Here is no casual prayer; here not trite, worn phrases; here no momentary appeal. All the day long, with seconds turning into minutes, and minutes into hours, and hours into an “all day long.” But when the sun had set, relief had still not come, for repentance is not a single act, nor forgiveness an unearned gift. So precious to him was communication with, and approval of, his Redeemer that his determined soul pressed on without ceasing.

“Yea, and when the night came, I did still raise my voice high that it reached the heavens.” (Enos 1:2–4.)

Could the Redeemer resist such determined imploring? How many of you have thus persisted? How many of you, with or without serious transgressions, have ever prayed for many hours? How many of you have prayed for five hours? for one? for 30 minutes? for ten? If you have errors in your life, have you wrestled before the Lord? Have you found your deep forest full of solitude? How much has your soul hungered? How deeply have your needs impressed your heart? When did you kneel before your Maker in total quiet? For what did you pray—your own soul? How long did you thus plead for recognition—all day long? And when the shadows fell, did you still raise your voice in mighty prayer, or did you end it with some trite word and phrase?

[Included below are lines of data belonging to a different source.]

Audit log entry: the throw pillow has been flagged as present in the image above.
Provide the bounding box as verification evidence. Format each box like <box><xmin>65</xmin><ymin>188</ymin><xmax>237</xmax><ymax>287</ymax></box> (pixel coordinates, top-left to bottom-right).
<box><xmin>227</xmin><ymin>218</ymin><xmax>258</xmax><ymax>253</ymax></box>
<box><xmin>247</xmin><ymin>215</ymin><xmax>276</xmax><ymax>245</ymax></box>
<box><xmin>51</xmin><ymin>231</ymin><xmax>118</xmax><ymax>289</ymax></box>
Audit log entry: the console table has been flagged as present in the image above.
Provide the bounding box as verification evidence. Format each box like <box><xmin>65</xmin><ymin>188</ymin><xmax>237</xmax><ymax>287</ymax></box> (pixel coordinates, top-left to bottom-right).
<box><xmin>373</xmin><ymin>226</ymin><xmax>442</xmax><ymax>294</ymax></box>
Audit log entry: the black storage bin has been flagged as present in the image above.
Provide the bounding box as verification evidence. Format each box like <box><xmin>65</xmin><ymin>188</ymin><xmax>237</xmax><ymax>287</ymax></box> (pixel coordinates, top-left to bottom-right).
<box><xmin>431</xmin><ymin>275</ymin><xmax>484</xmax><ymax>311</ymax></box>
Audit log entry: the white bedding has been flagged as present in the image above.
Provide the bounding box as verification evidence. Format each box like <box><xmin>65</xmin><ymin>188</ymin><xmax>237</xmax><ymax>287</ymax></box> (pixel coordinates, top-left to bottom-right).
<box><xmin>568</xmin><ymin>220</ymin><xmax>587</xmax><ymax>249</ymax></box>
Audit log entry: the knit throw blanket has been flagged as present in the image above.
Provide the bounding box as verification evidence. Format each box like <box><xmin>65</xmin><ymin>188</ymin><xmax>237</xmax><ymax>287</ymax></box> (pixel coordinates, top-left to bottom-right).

As you struggle in the spirit and cry mightily and covenant sincerely, the voice of the Lord God will come into your mind, as it did to that of Enos:

“Thy sins are forgiven thee, and thou shalt be blessed” (Enos 1:5).

Do you think prayer is not answered because you do not understand? Some people hear a noise; others think it thunders; while others hear and understand the voice of God and see him personally.

When we pray alone with God, we shed all sham and pretense, all hypocrisy and arrogance.

We all need prayers to bring us close to God, to give us new birth.

And in all our prayers we remember our insufficiency, our limitations, our dependence, our lack of wisdom. Like children we do not always know what is best for us, what is expedient. And so in all our prayers we say, “Thy will be done” and mean it. We would not ask a Church leader for advice, then disregard it. We must never ask the Lord for blessings, then ignore the answer.

And so we pray, “Thy will be done, O Lord. Thou knowest best, kind Father. I will conform. I will accept it gratefully.”